Other courts have also found “intent” despite a lack of evidence of a party’s culpable state of mind. In DVComm, LLC v. Hotwire Communications, LLC, Civil Action No. 14-05543, Findings of Fact and Conclusions of Law (E.D. Pa. Feb. 3, 2016; unpublished), the court used the Tenth Circuit’s traditional five-factor test in deciding whether to impose an adverse inference, which requires only a finding of “bad faith.” Id. at ¶ 52. The court discussed new Rule 37’s requirement of a showing of “intent to deprive” but stated that a party need only show “intentional destruction” of the evidence and that “no further showing of state of mind is necessary.” Id. at ¶ 54. This interpretation of “intent” stands in contrast to that of other courts, such as Orchestratehr, which have focused on the intent of the party to deprive the opposing party of ESI, rather than the mere intent to destroy it. The DVComm court’s use of a relaxed state-of-mind standard may impact other cases decided in that district, despite the Advisory Committee’s clear directive.
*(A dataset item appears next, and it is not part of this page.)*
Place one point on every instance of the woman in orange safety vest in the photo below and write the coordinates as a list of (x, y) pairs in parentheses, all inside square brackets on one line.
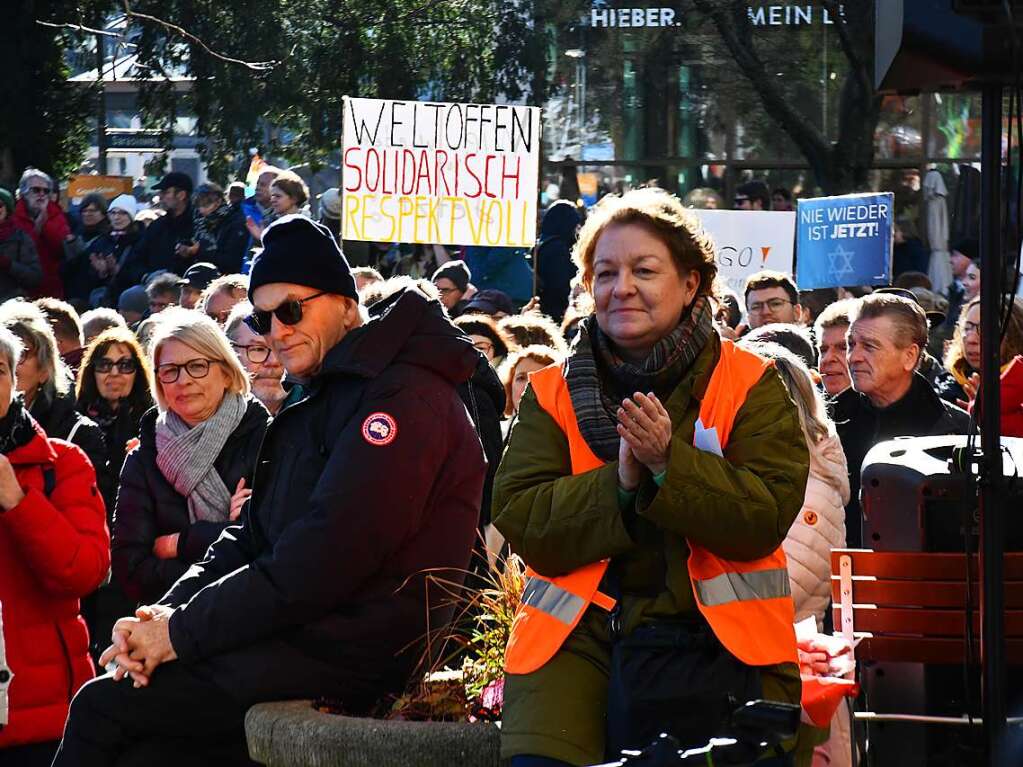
[(648, 485)]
Finally, in Internmatch, Inc. v. Nxtbigthing, LLC, 2016 WL 491483, (N.D. Cal. Feb. 8, 2016), a court in the Northern District of California found that the defendant had “willfully spoliated evidence” because (1) the defendant’s explanation that the relevant laptops were destroyed in a power surge was improbable and (2) the defendant made no effort to recover the data on the laptops prior to discarding them. Even though the plaintiff could not show with certainty that the defendant intentionally threw away the laptops in order to deprive it of relevant evidence, the court still found that the defendant’s failure to even inquire about whether the data could be recovered, in addition to the “extraordinary” measures defendant took to “mislead opposing counsel,” merited a finding of bad faith.
It remains to be seen whether courts will follow a strict or liberal interpretation of “intent” for cases on the margins, such as Orchestratehr and Internmatch. But one thing is clear: the amendments to Rule 37 have not led to increased consistency and predictability regarding spoliation sanctions that litigants had hoped for.